For us modern home cooks, who have many options when it comes to creating a red hue with anything from beets to red food coloring, it's actually the cocoa that causes some confusion. How do you get the most chocolatey flavor? What's the best option to create that desired color? What's the most classic option? We've got the answer.
The Best Cocoa for Red Velvet Cake Is Natural Cocoa
Natural cocoa is the best cocoa for red velvet cake for two reasons.
- With a higher acidity, natural cocoa works with the cake's baking soda and buttermilk to leaven the cake to a tight, tender crumb. The results are an almost melt-in-your-mouth tender cake.
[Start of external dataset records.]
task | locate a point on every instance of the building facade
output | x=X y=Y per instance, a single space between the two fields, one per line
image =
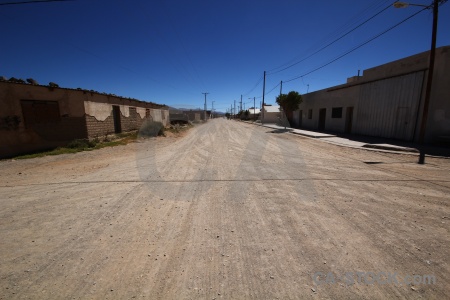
x=36 y=117
x=386 y=101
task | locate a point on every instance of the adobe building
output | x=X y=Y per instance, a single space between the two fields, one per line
x=36 y=117
x=386 y=101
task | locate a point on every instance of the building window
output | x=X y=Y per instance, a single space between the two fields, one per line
x=336 y=112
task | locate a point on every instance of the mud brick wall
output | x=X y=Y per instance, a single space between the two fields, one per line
x=133 y=122
x=96 y=128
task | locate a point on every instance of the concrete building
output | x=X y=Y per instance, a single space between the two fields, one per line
x=271 y=114
x=386 y=101
x=35 y=117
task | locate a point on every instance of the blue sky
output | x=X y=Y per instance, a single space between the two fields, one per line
x=171 y=51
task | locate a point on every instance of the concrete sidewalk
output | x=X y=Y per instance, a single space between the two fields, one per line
x=333 y=139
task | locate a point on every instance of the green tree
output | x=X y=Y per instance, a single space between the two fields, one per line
x=289 y=103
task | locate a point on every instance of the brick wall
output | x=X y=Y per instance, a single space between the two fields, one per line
x=97 y=128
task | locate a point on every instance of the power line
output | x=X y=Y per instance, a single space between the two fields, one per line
x=272 y=89
x=36 y=1
x=359 y=46
x=256 y=85
x=331 y=43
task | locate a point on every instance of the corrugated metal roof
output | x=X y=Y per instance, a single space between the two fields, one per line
x=271 y=108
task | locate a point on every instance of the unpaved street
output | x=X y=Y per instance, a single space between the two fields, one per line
x=229 y=211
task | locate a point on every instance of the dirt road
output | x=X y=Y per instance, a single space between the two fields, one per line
x=229 y=211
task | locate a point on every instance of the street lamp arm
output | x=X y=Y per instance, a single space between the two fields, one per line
x=400 y=4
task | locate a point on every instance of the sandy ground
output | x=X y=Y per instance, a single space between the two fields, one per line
x=228 y=211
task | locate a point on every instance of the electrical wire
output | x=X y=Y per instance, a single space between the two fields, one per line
x=359 y=46
x=331 y=43
x=254 y=87
x=36 y=1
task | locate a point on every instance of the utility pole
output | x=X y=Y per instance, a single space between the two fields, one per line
x=264 y=91
x=254 y=108
x=241 y=104
x=426 y=103
x=205 y=103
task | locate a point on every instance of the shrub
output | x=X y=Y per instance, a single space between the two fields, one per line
x=151 y=129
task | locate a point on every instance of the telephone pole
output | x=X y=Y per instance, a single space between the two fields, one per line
x=205 y=102
x=264 y=91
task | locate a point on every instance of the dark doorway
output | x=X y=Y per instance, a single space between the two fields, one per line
x=322 y=116
x=349 y=120
x=116 y=117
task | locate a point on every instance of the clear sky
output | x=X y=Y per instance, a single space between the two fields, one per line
x=171 y=51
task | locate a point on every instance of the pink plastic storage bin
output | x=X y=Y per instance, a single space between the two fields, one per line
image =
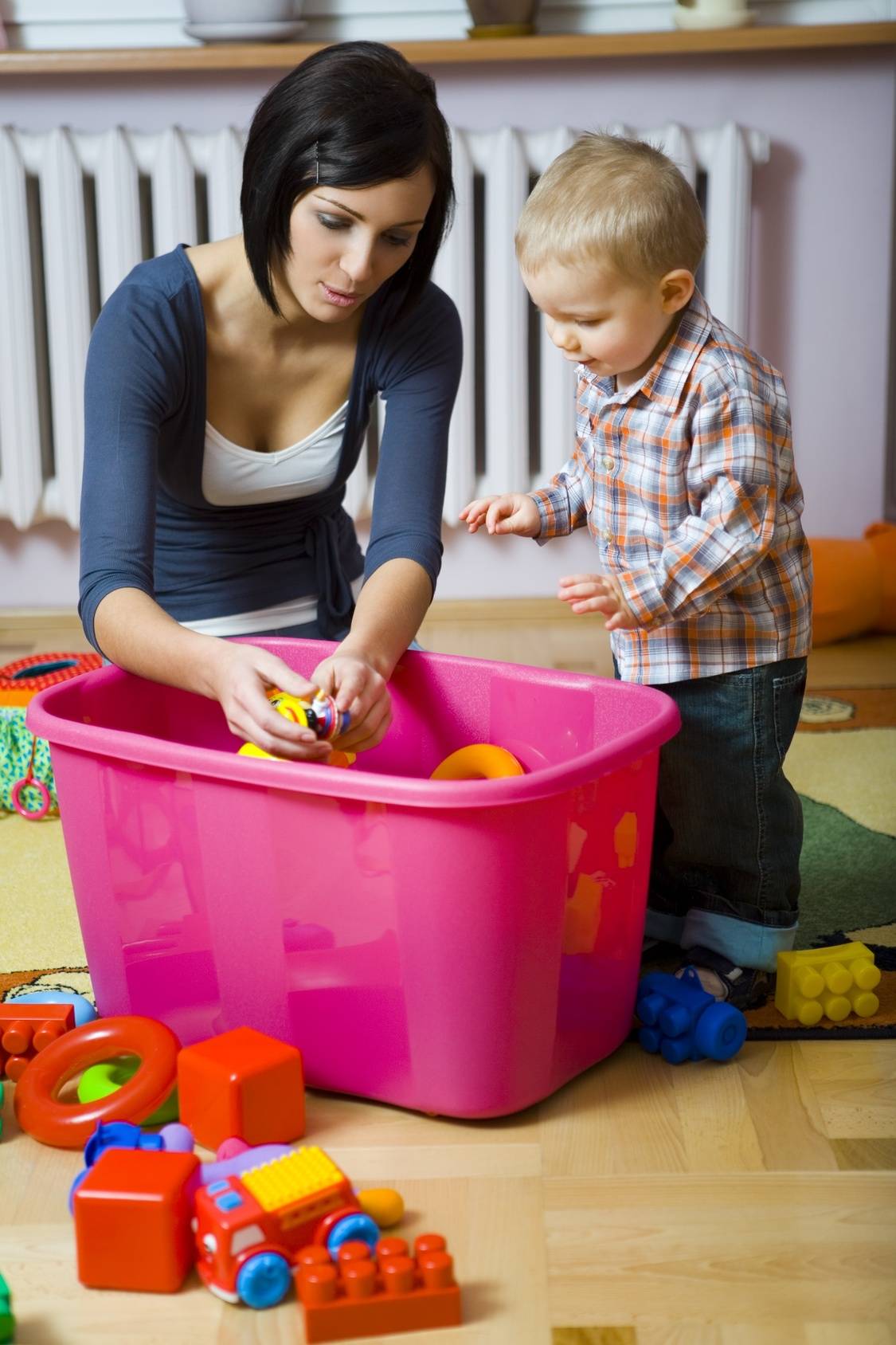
x=462 y=948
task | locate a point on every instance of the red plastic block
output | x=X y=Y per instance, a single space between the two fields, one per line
x=242 y=1083
x=25 y=1029
x=132 y=1220
x=376 y=1297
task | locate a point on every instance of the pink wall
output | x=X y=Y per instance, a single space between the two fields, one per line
x=820 y=293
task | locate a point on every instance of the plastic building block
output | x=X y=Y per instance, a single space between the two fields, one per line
x=84 y=1009
x=252 y=1225
x=25 y=1029
x=242 y=1083
x=366 y=1294
x=683 y=1021
x=7 y=1320
x=817 y=983
x=132 y=1220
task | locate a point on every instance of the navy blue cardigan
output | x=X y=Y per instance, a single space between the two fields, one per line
x=144 y=521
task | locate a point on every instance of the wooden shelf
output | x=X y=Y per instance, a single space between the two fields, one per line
x=538 y=47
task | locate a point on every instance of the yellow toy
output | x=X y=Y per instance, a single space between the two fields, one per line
x=827 y=983
x=320 y=716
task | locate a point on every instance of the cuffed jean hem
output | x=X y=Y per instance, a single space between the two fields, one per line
x=743 y=943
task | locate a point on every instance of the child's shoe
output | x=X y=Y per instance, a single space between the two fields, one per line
x=744 y=987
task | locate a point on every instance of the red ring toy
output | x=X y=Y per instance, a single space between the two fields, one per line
x=30 y=783
x=70 y=1125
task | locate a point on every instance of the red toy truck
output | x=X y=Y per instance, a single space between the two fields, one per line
x=252 y=1227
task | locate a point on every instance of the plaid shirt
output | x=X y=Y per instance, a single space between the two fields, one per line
x=687 y=483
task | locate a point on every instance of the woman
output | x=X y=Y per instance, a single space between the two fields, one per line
x=228 y=394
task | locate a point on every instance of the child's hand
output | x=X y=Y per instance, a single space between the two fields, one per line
x=503 y=514
x=597 y=594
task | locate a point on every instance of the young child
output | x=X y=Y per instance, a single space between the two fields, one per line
x=683 y=475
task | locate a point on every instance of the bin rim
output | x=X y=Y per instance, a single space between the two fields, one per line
x=363 y=786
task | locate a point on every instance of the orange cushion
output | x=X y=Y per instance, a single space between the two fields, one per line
x=848 y=590
x=882 y=539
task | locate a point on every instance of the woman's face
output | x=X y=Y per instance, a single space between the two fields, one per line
x=346 y=242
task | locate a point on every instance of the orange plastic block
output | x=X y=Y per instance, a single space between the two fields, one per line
x=242 y=1083
x=25 y=1029
x=132 y=1220
x=817 y=983
x=366 y=1296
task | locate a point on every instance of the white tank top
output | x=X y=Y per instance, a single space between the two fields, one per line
x=234 y=475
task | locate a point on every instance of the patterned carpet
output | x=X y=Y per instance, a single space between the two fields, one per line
x=843 y=762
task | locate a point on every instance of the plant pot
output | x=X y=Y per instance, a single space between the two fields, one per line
x=502 y=18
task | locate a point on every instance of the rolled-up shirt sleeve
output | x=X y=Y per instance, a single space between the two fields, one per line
x=131 y=385
x=732 y=478
x=562 y=504
x=419 y=383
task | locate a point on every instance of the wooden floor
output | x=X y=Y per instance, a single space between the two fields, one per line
x=644 y=1202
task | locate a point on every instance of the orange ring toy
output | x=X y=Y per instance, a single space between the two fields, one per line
x=478 y=762
x=70 y=1125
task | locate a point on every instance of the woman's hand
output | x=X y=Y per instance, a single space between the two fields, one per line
x=503 y=514
x=355 y=685
x=597 y=594
x=238 y=678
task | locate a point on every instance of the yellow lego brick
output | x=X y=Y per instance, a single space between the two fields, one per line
x=817 y=983
x=294 y=1177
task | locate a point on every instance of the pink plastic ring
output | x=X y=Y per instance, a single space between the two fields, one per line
x=70 y=1125
x=31 y=814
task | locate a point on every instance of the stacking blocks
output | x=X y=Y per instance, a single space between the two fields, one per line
x=242 y=1084
x=683 y=1021
x=817 y=983
x=7 y=1320
x=132 y=1220
x=376 y=1296
x=25 y=1029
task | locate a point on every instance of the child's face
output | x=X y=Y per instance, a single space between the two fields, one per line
x=605 y=322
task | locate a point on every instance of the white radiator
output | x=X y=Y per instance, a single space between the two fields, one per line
x=77 y=211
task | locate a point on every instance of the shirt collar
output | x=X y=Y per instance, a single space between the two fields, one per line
x=666 y=375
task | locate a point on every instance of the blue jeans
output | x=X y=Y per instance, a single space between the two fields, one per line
x=730 y=825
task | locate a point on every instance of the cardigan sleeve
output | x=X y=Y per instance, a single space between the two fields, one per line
x=132 y=383
x=419 y=375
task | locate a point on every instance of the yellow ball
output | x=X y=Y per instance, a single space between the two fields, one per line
x=384 y=1206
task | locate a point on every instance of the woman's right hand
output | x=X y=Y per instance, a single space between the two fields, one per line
x=238 y=678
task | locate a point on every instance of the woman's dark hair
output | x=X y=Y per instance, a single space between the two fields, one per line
x=353 y=115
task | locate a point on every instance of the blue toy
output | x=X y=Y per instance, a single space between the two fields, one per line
x=683 y=1021
x=84 y=1009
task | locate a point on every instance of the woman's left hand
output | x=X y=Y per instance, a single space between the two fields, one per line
x=358 y=688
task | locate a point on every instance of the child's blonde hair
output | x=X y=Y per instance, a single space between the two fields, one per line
x=618 y=199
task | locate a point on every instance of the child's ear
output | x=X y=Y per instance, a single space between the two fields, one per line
x=675 y=287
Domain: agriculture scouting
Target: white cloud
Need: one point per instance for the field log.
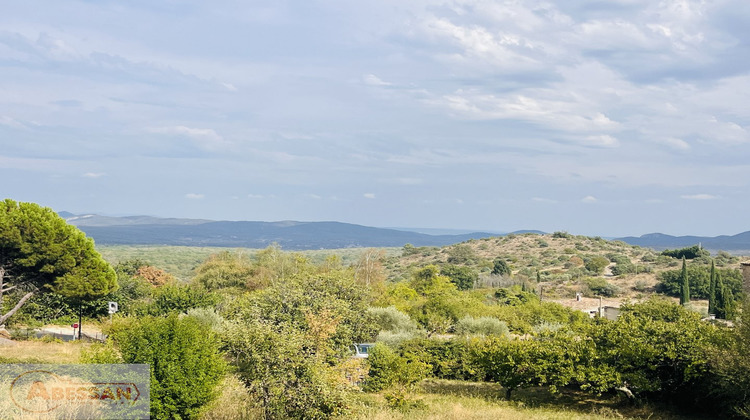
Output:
(700, 197)
(204, 134)
(675, 143)
(10, 122)
(601, 141)
(372, 80)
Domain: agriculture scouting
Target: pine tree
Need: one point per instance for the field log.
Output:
(724, 307)
(684, 285)
(712, 290)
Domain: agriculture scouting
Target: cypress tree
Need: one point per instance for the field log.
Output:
(719, 306)
(724, 300)
(712, 290)
(684, 285)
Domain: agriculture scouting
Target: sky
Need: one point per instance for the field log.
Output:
(610, 118)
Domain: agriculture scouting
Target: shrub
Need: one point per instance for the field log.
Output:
(185, 362)
(278, 365)
(482, 326)
(596, 264)
(388, 368)
(601, 287)
(688, 253)
(562, 235)
(393, 320)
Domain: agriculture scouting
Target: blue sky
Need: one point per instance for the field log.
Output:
(611, 118)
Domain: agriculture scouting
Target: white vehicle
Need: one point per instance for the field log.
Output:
(362, 350)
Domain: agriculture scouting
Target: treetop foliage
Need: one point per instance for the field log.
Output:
(690, 253)
(41, 252)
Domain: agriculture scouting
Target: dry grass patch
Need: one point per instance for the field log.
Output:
(471, 400)
(38, 351)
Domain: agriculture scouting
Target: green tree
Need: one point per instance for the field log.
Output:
(684, 284)
(40, 252)
(699, 277)
(227, 270)
(658, 347)
(712, 289)
(330, 308)
(387, 368)
(179, 298)
(690, 253)
(596, 264)
(463, 277)
(500, 268)
(724, 307)
(185, 362)
(461, 254)
(282, 369)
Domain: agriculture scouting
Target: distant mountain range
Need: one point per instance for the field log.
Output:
(293, 235)
(660, 241)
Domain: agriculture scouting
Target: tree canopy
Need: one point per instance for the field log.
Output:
(40, 251)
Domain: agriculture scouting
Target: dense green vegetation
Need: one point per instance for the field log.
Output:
(279, 327)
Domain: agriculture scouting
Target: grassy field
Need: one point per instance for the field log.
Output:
(453, 400)
(39, 351)
(464, 400)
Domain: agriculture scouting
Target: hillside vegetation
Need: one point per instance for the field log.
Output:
(479, 329)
- Natural cocoa is also lighter in color, making the red velvet cake more vibrant. Natural cocoa also has the most chocolate flavor a cocoa powder can have because it is less processed.
Get a recipe: How To Make Red Velvet Cake
What Is Natural Cocoa?
All cocoa powder starts with fermented cocoa beans that are roasted and ground to extract their chocolate liquor (and cocoa butter). The chocolate liquor is dried and ground into powder; this product is natural cocoa powder. Natural cocoa powder has the most chocolate flavor, but can sometimes taste astringent or bitter without butter and sugar in a recipe.
Dutch-process cocoa powder is made from cocoa beans that are processed with alkaline substance before roasting, grinding, and drying. The result is a less acidic cocoa powder with a smoother sweeter flavor, but with less chocolate flavor.